Toutoune fut là-dedans avec son matériel scolaire. Elle ouvrit les livres et le cahier, trempa sa plume. Par quoi commencer ? L’analyse grammaticale l’ennuyait autant que le problème. Tout cela c’était un monde impénétrable, et dont l’énigme ne l’attirait pas du tout. Son entendement, devant cela, se fermait d’avance, comme une série de soupapes hermétiques. La nature, l’été, ces grands mystères l’ouvraient tout entière, la petite âme ; mais les secrets de l’arithmétique et de la grammaire, en quoi cela pouvait-il l’exalter ?

Sans chercher à rien comprendre, elle griffonnait n’importe quoi sur son cahier. Il s’agissait de passer le temps, le temps austère qui, de cinq à sept, l’asseyait devant la tâche quotidienne. Ainsi Mlle Calpelle ne pourrait pas, selon sa redoutable menace, écrire à Mme Villeroy pour se plaindre de son élève.

De toute sa mauvaise foi de paresseuse :

— J’ai fait ce que j’ai pu…

L’oreille au guet, elle reconnut le coup de sept heures au clocher, redit par la grosse horloge de la salle à manger. Les livres et le cahier refermés net, elle courut à clochepied jusqu’à la cuisine.

— Nounou, j’ai fini de travailler !

— Bien, mon Nenet ! T’es un p’tit ange du ciel !

Le malaise d’un léger remords passa sur le cœur de Toutoune. Elle ne se sentait pas très honnête. Mais un coup d’œil vers l’avenue la remit d’aplomb. Quelle bonne demi-heure avant le dîner, quelle récréation intense, dans la lumière rosée, où, déjà, se pressentait le long désespoir du couchant…

Dîner sans lampe, c’est un des signes les plus marquants de la longueur des jours d’août.
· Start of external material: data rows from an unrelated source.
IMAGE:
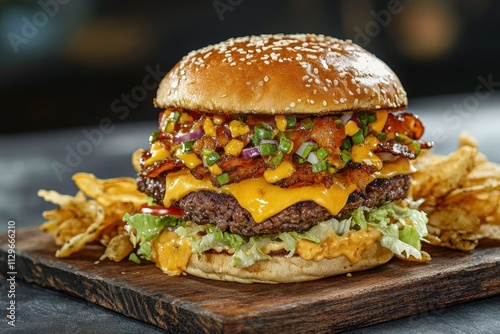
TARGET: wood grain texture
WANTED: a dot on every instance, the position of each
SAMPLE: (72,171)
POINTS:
(193,305)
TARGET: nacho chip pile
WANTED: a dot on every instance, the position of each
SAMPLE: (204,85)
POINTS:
(93,215)
(461,193)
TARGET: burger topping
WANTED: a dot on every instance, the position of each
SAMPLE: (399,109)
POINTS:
(324,143)
(170,241)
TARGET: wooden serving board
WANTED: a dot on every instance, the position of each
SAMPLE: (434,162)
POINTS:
(194,305)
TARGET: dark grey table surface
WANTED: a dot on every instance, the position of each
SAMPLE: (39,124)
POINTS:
(28,161)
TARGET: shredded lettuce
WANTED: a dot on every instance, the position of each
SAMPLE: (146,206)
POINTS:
(402,228)
(147,228)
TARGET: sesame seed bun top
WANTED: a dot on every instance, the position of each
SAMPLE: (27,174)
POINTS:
(281,74)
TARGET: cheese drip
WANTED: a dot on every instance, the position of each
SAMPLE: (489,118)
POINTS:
(264,200)
(170,252)
(351,245)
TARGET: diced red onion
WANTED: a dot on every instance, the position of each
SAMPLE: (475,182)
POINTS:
(386,156)
(250,152)
(302,147)
(269,141)
(312,158)
(346,117)
(189,136)
(350,117)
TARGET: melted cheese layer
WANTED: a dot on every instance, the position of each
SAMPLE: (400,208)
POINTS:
(264,200)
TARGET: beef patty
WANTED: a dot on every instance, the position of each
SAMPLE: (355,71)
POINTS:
(223,210)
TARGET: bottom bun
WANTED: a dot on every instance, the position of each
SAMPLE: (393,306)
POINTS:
(279,269)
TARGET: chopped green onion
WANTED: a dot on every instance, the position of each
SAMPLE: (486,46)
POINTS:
(345,156)
(371,118)
(223,179)
(153,136)
(291,121)
(417,147)
(322,153)
(285,145)
(205,152)
(339,124)
(187,146)
(308,150)
(298,159)
(212,158)
(275,160)
(365,130)
(133,257)
(267,149)
(358,137)
(320,166)
(262,131)
(346,144)
(175,115)
(307,123)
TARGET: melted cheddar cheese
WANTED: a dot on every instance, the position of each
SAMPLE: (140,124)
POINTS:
(170,252)
(264,200)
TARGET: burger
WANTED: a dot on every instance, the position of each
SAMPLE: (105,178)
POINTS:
(279,158)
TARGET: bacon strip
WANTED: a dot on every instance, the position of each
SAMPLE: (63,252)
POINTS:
(405,123)
(400,149)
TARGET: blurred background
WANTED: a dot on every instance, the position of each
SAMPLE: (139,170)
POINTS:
(67,63)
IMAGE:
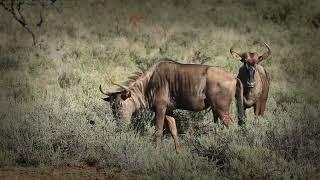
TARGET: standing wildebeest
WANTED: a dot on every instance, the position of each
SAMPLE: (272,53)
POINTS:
(255,79)
(169,85)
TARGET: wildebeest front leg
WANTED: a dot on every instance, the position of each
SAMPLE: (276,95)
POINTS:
(215,116)
(173,130)
(160,114)
(257,107)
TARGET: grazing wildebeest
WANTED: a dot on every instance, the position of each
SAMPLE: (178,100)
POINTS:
(168,85)
(255,79)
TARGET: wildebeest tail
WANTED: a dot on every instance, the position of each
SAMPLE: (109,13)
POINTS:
(239,102)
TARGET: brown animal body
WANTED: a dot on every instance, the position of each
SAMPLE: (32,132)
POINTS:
(169,85)
(255,80)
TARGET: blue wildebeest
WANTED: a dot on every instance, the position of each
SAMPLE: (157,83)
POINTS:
(168,85)
(255,79)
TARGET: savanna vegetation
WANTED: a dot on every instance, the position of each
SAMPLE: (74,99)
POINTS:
(52,112)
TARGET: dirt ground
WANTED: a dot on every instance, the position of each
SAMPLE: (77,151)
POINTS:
(62,172)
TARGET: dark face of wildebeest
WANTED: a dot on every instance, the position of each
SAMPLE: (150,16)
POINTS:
(250,60)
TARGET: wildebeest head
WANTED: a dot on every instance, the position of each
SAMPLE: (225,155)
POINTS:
(121,104)
(250,59)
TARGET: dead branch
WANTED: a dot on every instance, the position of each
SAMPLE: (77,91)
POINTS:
(15,9)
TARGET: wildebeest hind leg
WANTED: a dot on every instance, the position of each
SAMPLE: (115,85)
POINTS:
(160,115)
(262,107)
(257,107)
(173,130)
(225,117)
(215,116)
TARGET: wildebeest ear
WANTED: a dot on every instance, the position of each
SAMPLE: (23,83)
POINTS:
(260,58)
(125,95)
(236,56)
(106,99)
La cuisine luisait de cuivres, belle dinanderie que Mme Lacoste faisait avec acharnement briller, selon des rites presque sacrés en Normandie. Toutoune racontait sa promenade sans événements, petite voix bavarde, enchaînait des niaiseries. Mais tout ce qu’elle ne pouvait pas dire, tout ce qui restait pour elle sans mots, admirations, rêveries, atmosphères respirées, couleurs, senteurs, bruits de l’été, tout cela, tragiquement, restait enseveli dans le silence impuissant de l’enfance.

Avant d’allumer la lampe, Lacoste ferma portes, volets, toutes les paupières de la maison. Toutoune, à cette heure-là, devenait triste jusqu’aux larmes.

Silencieuse, elle s’installa sous la lampe, à côté de la nourrice qui ravaudait ; et elle repassa ses leçons en pensant à autre chose. Puis, quand l’ancien douanier, qui venait de frapper, eût dit bonsoir et pris un verre de cidre avant de gagner le réduit qu’on lui donnait en bas :

— Allons, ma Charlotte !

Elles montèrent à la chambre. Encore fermer des volets, tirer des rideaux. La veilleuse est allumée. Toutoune est déjà dans son lit.

— N’oublie pas ta prière surtout !

La vieille se penche maternellement, embrasse les petites joues qui se tendent, machinales. Elle voudrait dire ce qu’il faut dire à ce fragile cœur délaissé.

— Ma Charlotte… commence-t-elle.

C’est une bien grande douceur d’avoir, dans sa vie, cette vieille femme attentive, affectueuse, et qui comprend bien des choses sans en avoir l’air. Mais la fillette peut-elle apprécier cela ? Cela c’est, pour elle, l’ordre naturel de l’existence. Cette enfant vit dans l’attente d’un miracle ; et, certes, la tendresse de Lacoste n’a rien de miraculeux.

Gâtée, assez autoritaire, sentant confusément son droit féodal, aidée dans ces instincts-là par l’esprit du pays qui est hiérarchique sans le savoir, et respectueux de l’ancien régime, Mlle Villeroy, propriétaire future du manoir de Gourneville, congédie un peu plus vite qu’il ne faudrait sa nourrice, par ces mots rapidement murmurés :

— Bonsoir, Nounou… J’ai bien sommeil !

Et, la lampe emportée aux mains de la vieille servante qui s’en va, Toutoune, dans le clair-obscur agité de la veilleuse, qui fait danser le camaïeu du bon vieux temps, recommence, les yeux grands ouverts, son pauvre petit songe, son pauvre petit songe.